3. – il ricorso è inammissibile;

le doglianze di cui ai motivi primo, secondo e quarto sono dirette a ottenere un riesame nel merito della vicenda che ha portato il giudice a quo a ritenere il ricorrente responsabile dei danni in esame;

la corte d’appello ha invero esaminato i fatti cui si allude, e in particolare la questione attinente alla situazione di pericolo di crollo caratterizzante il cantiere anche in rapporto all’igiene pubblica;

ciò ha fatto riportando testualmente la deduzione che era stata prospettata da L. con l’atto di appello;

ha altresì esaminato la tesi dell’appellante secondo cui i danni ai reperti sarebbero stati da imputare all’inerzia del Ministero;

consegue che le paventate omissioni in ordine all’esame dei fatti non sussistono;

il vero è che il ricorrente contesta la valutazione che, all’esito, la corte d’appello ha svolto in merito al nesso causale tra la distruzione dei reperti e la condotta del medesimo, il che postula un sindacato di merito notoriamente inammissibile in questa sede;

difatti la corte territoriale ha evidenziato, così tacitando ogni questione, la non decisività degli asseriti ritardi dell’amministrazione, poichè la situazione di pericolo, allegata da L., avrebbe dovuto essere eliminata da un intervento che, ove volontariamente assunto dall’imprenditore, avrebbe dovuto in ogni caso preservare i reperti archeologici; e ciò in quanto, secondo la ricostruzione operata dal giudice del merito, egli ben era stato al corrente dell’esistenza di reperti, il cui rinvenimento aveva finanche omesso di denunciare, e la prosecuzione dell’opera di sbancamento era stata fatta nonostante un ordine di fermo dei lavori;

4. – può osservarsi che il giudice d’appello ha esaminato anche la questione inerente la consistenza dei reperti danneggiati, richiamando le fonti di prova documentale al riguardo ritenute essenziali (le denunzie del sovrintendente con le annesse descrizioni e il fascicolo fotografico allegato e custodito nell’archivio pubblico), opportunamente segnalando che dalla stessa c.t.u. era emerso come il cantiere fosse inserito in un’importante area archeologica nella quale già in precedenza erano stati rinvenuti analoghi oggetti;

5. – il terzo motivo è inammissibile per novità;

dalla sentenza non risulta che L. avesse appellato la decisione di primo grado con riguardo alla asserita esistenza di un danno da occupazione; nè la decisione d’appello è stata impugnata facendo valere un’asserita omissione di pronuncia su un distinto specifico motivo di gravame; in conclusione il ricorso è inammissibile.

P.Q.M.

La Corte dichiara inammissibile il ricorso.

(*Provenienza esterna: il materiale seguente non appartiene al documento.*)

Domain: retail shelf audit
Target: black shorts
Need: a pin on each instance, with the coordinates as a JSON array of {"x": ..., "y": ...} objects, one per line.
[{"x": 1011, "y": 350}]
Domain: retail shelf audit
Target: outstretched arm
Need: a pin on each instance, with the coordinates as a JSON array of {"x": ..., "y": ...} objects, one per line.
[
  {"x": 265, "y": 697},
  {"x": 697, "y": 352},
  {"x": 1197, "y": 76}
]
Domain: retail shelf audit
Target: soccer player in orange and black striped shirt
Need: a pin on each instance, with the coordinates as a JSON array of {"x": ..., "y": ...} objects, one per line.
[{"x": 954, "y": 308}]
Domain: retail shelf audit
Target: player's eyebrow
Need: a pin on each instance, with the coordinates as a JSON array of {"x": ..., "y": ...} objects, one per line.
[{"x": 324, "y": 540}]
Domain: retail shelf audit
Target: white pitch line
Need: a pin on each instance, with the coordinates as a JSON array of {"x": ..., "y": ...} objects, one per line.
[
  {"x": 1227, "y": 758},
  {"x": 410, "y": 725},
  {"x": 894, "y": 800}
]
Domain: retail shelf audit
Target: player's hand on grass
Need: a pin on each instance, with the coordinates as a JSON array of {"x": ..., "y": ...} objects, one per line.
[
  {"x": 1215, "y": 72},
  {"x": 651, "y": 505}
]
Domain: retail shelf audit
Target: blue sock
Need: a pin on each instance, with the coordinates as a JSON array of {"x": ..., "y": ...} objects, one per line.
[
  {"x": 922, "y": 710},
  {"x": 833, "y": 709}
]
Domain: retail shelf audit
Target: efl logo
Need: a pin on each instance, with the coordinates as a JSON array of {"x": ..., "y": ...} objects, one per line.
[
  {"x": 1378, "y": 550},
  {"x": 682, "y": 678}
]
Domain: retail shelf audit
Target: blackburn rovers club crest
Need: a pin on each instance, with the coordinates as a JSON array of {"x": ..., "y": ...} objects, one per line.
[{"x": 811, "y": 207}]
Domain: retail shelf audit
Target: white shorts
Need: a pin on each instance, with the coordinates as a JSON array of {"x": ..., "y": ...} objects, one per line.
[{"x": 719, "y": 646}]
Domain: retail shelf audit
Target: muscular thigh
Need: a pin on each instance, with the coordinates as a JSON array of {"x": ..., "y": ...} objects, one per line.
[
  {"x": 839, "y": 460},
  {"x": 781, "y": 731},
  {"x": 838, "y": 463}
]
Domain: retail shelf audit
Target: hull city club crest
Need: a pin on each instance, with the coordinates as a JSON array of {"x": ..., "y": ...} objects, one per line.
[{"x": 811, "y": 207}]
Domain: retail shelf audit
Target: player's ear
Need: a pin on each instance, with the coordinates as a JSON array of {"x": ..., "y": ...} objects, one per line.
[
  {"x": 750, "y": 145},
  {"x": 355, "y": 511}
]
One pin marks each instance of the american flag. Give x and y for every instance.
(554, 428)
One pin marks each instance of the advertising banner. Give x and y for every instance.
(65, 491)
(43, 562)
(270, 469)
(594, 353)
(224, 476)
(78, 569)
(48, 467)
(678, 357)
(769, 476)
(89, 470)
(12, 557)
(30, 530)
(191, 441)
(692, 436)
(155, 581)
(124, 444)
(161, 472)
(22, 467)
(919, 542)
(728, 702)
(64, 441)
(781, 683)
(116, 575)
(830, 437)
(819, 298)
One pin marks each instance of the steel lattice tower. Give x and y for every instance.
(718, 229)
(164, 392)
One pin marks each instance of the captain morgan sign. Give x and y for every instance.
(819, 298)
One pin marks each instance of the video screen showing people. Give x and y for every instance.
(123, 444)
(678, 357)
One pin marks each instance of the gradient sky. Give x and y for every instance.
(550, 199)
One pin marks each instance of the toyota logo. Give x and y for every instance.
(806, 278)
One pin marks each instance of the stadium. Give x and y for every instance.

Ai sensi del D.P.R. 30 maggio 2002, n. 115, art. 13, comma 1 quater, dà atto della sussistenza dei presupposti per il versamento, da parte del ricorrente, dell’ulteriore importo a titolo di contributo unificato pari a quello dovuto per il ricorso.

Così deciso in Roma, nella camera di consiglio della sezione prima civile, il 7 novembre 2018.